It’s the sort of thought you might feel an abject horror at having as you approach the edge of the roof at your friend’s spiffy new high-rise apartment, even for the briefest of moments: “What if I just decided to jump?”

Mental health professionals often call such a self-posed question an example of suicide ideation, a term broadly defined as having any degree of thought about dying by your own hands. A curious study in 2012, however, came up with another possible explanation for why someone might get the urge to jump to their certain doom. Rather than a sign of ideation, it may be the mind’s convoluted way of appreciating life. The researchers even coined a new term for this particular sensation: high place phenomenon.

An Urge Or A Revision?

The authors, led by Jennifer Hames, then a graduate student at Florida State University’s Joiner Lab, surveyed an online sample of 431 nearby undergraduate college students. They asked them if they had ever experienced the sudden urge to jump from a high place and simultaneously assessed their history of ideation, depressive symptoms, and abnormal mood episodes. They also calculated how sensitive to anxiety each participant was by asking how fearful they were of its physical symptoms, such as an elevated heartbeat and shortness of breath.

In total, about one-third of their sample reported the urge. People with high anxiety sensitivity were more likely to have experienced the phenomenon. Upon closer inspection, this finding could be partially explained by respondents’ current levels of ideation. People with high anxiety sensitivity were also more likely to have higher ideation, and people with higher ideation were more likely to report the phenomenon. Interestingly, though, just over 50 percent of people who felt the urge had never had suicidal tendencies. Having higher anxiety sensitivity also increased the possibility someone with low ideation would report the phenomenon.

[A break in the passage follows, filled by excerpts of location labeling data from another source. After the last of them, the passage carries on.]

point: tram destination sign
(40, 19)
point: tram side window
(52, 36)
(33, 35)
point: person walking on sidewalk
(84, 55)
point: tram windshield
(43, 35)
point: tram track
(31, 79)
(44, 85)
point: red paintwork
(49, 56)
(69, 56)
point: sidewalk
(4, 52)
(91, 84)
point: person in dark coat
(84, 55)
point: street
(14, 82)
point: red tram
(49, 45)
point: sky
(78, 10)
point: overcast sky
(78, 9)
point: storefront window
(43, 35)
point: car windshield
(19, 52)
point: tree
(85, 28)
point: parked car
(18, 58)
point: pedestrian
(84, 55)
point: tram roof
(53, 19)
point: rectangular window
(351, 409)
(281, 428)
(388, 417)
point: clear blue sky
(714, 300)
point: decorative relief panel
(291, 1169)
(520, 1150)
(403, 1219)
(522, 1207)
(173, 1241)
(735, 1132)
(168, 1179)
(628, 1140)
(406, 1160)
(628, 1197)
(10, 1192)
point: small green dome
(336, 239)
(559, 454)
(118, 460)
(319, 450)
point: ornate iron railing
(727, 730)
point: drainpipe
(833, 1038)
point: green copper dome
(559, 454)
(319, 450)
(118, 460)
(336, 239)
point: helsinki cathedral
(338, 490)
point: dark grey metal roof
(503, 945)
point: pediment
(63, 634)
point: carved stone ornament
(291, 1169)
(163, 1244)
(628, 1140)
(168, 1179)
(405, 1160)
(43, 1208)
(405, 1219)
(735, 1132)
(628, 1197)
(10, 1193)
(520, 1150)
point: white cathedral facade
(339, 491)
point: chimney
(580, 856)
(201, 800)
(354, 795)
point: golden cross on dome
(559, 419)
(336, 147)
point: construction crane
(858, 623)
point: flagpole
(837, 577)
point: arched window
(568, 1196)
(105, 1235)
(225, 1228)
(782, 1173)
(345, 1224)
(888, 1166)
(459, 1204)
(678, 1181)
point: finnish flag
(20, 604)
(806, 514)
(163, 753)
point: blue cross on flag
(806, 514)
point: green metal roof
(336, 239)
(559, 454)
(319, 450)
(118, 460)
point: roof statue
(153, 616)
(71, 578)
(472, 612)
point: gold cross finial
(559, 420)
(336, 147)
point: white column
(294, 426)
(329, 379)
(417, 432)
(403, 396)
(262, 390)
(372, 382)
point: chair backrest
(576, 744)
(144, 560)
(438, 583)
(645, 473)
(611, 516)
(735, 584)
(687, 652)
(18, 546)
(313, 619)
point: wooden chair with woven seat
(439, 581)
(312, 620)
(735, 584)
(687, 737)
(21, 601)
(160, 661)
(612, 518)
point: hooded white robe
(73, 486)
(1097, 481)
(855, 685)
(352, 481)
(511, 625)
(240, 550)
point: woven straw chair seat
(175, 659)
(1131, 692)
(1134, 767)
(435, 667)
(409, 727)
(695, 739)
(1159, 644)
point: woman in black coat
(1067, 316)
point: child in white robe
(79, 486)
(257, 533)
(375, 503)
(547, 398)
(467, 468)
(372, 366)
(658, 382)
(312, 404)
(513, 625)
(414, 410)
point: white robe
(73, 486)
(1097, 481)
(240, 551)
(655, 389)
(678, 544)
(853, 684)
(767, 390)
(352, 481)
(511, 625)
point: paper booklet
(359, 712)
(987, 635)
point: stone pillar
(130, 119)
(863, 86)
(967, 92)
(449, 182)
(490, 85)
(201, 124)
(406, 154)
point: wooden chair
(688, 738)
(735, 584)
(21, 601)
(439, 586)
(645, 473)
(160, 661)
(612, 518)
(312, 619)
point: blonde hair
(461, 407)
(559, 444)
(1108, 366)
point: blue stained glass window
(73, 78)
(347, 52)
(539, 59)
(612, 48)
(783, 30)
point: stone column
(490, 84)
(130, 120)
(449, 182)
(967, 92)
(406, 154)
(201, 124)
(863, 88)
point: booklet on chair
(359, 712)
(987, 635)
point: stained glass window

So what’s going on here? Hames and her colleagues hazarded an educated guess. Maybe in these sensitive non-ideators there was a mix-up between the unconscious and conscious aspects of their mind, a sort of cognitive dissonance. Someone like that could be walking near the edge of a roof when, for whatever reason, a reflex to step back kicks in and they jolt away. Though they may have not been in any danger of falling, their instinctual mind thought they were. As the person tries to quickly rationalize what just happened, they arrive at a conclusion: They jerked away from the roof’s edge because they must have wanted to jump. Soon enough, this thought, which didn’t actually exist beforehand, revises their perception of the situation.

“Thus, individuals who report experiencing the phenomenon are not necessarily suicidal; rather, the experience of high place phenomenon may reflect their sensitivity to internal cues and actually affirm their will to live,” the authors concluded.

Intriguing But Inconclusive

It’s definitely an intriguing theory. Unfortunately, neither Hames nor anyone else seems to have conducted further research on the phenomenon and its origins. The study also has some caveats.

For one, university students, though a very convenient group of people to study, aren’t necessarily across-the-board representatives of humanity. Secondly, there’s always the chance the volunteers who confessed to having once felt the urge to jump may have misremembered what else they felt at the time. Maybe there were more apparent but forgotten signs of suicidal ideation that had since gone away; maybe the participants didn’t want to reveal their dark thoughts to the researchers; or maybe the survey questions were broad enough to miss some people who did indeed have noticeable levels of ideation.

That doesn’t mean Hames’ study is fatally flawed, however. There’s plenty of research examining how many people have experienced suicide ideation. A 2011 study from the Centers of Disease Control and Prevention estimated that 3.7 percent of the adult U.S. population has had suicidal thoughts in the past year; other studies have pegged the lifetime prevalence of ideation at 8 to 10 percent. Clearly, these numbers don’t come remotely close to the 30 percent of people who reported the high place phenomenon in Hames’ study. That suggests there is a real reason, aside from suicidal thoughts, for feeling the urge to jump.

Without any additional surveys, though, there’s no concrete way to tell if the 50 percent figure of non-ideators who felt the urge is in the right ballpark. Even then, narrowing down the exact reason for the sensation is a different and likely more difficult task.

Still, for those of you who have felt that inexplicable drive to step a bit too close to the chasm but are on otherwise steady mental ground, Hames’ study may offer a dose of relief.

“It makes sense to me,” Dr. Yeates Conwell, co-director of the Center for the Study and Prevention of Suicide at the University of Rochester Medical Center, told Medical Daily. “I think the important take-home point from the study is probably that thoughts that might seem scary or unusual actually are fairly common and don’t necessarily indicate any pathology or real risk, and this might be one of them.”